Yesterday I was in the Eisenhower Executive Center at The White House to honor women and men from across the country who have demonstrated leadership and vision in open government and civic hacking.
President Obama and his administration have long promoted the ideals of open government to the point of mantra: transparent, accountable, and collaborative. It is quite a new thing for our Chief Executive’s Office to recognize something with the word “hacking” in it. Readers of this blog and the good folks at White House Office of Science and Technology (OSTP) know that civic hacking has nothing to do with breaking into computers to steal data and everything to do with using ingenuity and creativity to pursue innovation in government and civil society.
So, on July 23, 2013 OSTP hosted White House Champions of Change for Open Government and Civic Hacking. It was a half day event to hear about the work of local innovators and share experiences with people from around the U.S. and abroad. Most of the participants, by show of hands, had participated in the first National Day of Civic Hacking held on June 1.
Code for America was a lead organizer for National Day of Civic Hacking and Code for America Brigades organized a third of 90+ events held. That’s why I was especially thrilled to see multiple members of the Code for America family among the honorees. They included:
OpenOakland Co-Captain Steve Spiker was honored for “helping guide government technology decisions and civic engagement in the East Bay.” Spike talked about the importance of creating spaces where the citizens and government of Oakland can innovate around civic engagement.

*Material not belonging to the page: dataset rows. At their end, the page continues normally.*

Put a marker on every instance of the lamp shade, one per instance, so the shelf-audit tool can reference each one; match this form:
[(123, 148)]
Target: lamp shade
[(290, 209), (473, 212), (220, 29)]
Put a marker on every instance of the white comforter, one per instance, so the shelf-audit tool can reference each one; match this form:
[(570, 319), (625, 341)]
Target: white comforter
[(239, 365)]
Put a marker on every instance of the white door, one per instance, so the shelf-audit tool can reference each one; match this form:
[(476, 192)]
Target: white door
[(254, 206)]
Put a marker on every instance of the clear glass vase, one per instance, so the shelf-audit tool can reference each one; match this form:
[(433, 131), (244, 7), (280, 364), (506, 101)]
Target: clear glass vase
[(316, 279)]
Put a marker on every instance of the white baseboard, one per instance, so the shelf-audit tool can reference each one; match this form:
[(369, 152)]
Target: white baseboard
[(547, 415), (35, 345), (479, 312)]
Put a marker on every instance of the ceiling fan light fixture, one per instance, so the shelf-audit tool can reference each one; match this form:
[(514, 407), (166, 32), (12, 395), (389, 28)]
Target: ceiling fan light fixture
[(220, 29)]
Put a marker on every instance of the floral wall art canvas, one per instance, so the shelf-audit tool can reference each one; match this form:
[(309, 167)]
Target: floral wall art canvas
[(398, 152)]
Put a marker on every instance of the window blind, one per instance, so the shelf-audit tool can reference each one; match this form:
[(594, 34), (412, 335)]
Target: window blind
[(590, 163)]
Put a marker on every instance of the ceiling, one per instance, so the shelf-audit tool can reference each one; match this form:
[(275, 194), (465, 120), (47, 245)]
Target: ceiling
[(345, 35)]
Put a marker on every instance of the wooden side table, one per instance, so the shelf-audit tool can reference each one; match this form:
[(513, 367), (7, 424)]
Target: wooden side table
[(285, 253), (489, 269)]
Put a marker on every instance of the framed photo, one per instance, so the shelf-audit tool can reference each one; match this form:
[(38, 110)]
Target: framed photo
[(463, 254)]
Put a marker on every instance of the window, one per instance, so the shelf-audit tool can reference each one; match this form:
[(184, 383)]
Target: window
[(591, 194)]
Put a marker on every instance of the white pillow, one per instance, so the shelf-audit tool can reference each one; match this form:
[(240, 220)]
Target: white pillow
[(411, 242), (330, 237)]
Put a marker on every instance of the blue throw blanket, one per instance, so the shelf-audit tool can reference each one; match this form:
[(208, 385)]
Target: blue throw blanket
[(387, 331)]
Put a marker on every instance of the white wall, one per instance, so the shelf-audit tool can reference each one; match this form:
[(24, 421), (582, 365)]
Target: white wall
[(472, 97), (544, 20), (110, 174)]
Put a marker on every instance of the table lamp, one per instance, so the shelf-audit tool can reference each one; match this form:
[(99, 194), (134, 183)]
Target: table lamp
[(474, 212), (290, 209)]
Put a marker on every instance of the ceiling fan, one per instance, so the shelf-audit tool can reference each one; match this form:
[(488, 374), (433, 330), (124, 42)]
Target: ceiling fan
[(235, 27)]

Chicago Brigade Captain Christopher Whitaker was lauded from afar when the Senior Advisor to the US CTO Brian Forde read a quote about Christopher from Chicago CTO John Tolva during a panel discussion. Christopher talked about the value of being in a city where open government and civic hacking have holistic support: from executive leadership to a a strong volunteer corp to citizens voicing pain points to non-tech groups sharing knowledge on problems.
Former CfA Intern and Miami Brigade Member Rob Davis was notably the youngest honoree. Rob specifically pointed out that recent college grads have little in the way of civic education or preparation for engaging in civic life. Rob is determined to speak out through open government rather than wait for someone to show him the way.
Recovers.org CEO and CfA Accelerator Alumni Caitria O’Neill talked about the decision of becoming a for-profit company vs. a non-profit organization. As a non-profit, she would have had to compete for funding against the people she was trying to help. As a for-profit company she can reach scale that local government and community organizations can’t achieve on their own.
There were also a number of new members of the Brigade community in attendance, which was exciting to see. Congratulations to all of you—you’re civic hacking heros!